Ann Althouse, a politically moderate law professor at the University of Wisconsin, was targeted for her blogging, which was sympathetic to Walker. "Whoever video taped this has no life and should be shot in the head," wrote a commenter on YouTube. A young union hanger-on, Jim Shankman, posted a lengthy "manifesto" directed at Althouse and her husband: "We will harrass [sic] the ever loving sh-- out of you all the time. . . . Because we aren't anti-social, life-denying, world-sterilizing pieces of human garbage like the two of you. WE WILL F--- YOU UP." Shankman told an interviewer he had no intention of making good on the threat, and he eventually deleted the manifesto.
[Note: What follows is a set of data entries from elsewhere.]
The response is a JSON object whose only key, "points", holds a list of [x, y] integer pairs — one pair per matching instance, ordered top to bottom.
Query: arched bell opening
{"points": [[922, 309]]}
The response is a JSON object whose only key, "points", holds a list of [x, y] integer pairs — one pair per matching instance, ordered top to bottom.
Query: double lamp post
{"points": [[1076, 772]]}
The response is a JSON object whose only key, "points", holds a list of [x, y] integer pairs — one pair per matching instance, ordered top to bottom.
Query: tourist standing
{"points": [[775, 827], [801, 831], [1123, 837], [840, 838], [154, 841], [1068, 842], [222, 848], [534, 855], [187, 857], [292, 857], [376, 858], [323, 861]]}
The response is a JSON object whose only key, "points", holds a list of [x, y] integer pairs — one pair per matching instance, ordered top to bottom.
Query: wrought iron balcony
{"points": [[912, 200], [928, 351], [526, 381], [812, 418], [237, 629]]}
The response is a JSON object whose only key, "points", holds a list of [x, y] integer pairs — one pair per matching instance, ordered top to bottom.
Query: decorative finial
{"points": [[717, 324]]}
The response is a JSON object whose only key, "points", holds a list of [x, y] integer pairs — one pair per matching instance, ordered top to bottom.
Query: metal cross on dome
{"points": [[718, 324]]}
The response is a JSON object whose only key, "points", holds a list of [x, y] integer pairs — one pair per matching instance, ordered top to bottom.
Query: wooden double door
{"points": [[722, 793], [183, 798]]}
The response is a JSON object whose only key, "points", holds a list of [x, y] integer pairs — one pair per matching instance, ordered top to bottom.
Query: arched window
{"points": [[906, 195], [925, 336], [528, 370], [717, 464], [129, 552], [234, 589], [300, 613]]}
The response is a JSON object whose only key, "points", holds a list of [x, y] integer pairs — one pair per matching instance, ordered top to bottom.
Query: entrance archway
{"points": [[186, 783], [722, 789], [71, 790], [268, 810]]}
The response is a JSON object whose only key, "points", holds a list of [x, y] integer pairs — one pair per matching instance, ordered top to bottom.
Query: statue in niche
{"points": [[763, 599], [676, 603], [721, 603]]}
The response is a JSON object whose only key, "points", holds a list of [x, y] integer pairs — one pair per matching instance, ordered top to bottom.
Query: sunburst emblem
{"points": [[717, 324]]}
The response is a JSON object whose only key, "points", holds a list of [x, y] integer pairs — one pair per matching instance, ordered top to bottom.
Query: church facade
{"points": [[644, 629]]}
Politicians got into the spirit, too. Rep. Michael Capuano, a Massachusetts Democrat, told a Boston "solidarity" rally: "I'm proud to be here with people who understand that it's more than just sending an e-mail to get you going. Every once in a while you need to get out on the streets and get a little bloody when necessary." When criticized, Capuano halfheartedly atoned: "I wish I had used different language to express my passion." On the floor of the Wisconsin Assembly after the contentious vote, Democrat Gordon Hintz told Republican Michelle Litjens: "You're f---ing dead." He later called her to apologize.

The New York Times, not surprisingly, took the unions' side in the dispute. Did the paper at least deplore all this incivility? Not a chance. If anything, the Times had egged it on. "The unions should make their voices heard and push back hard," the paper had editorialized in February--the same advice it gave supporters of the Ground Zero mosque six months earlier (see Presswatch, TAS, November 2010).

If Bill Keller and his colleagues at the Times wish to learn where the public got the idea that journalists "are all just out there with a political agenda," they should begin their inquiry by looking in the mirror.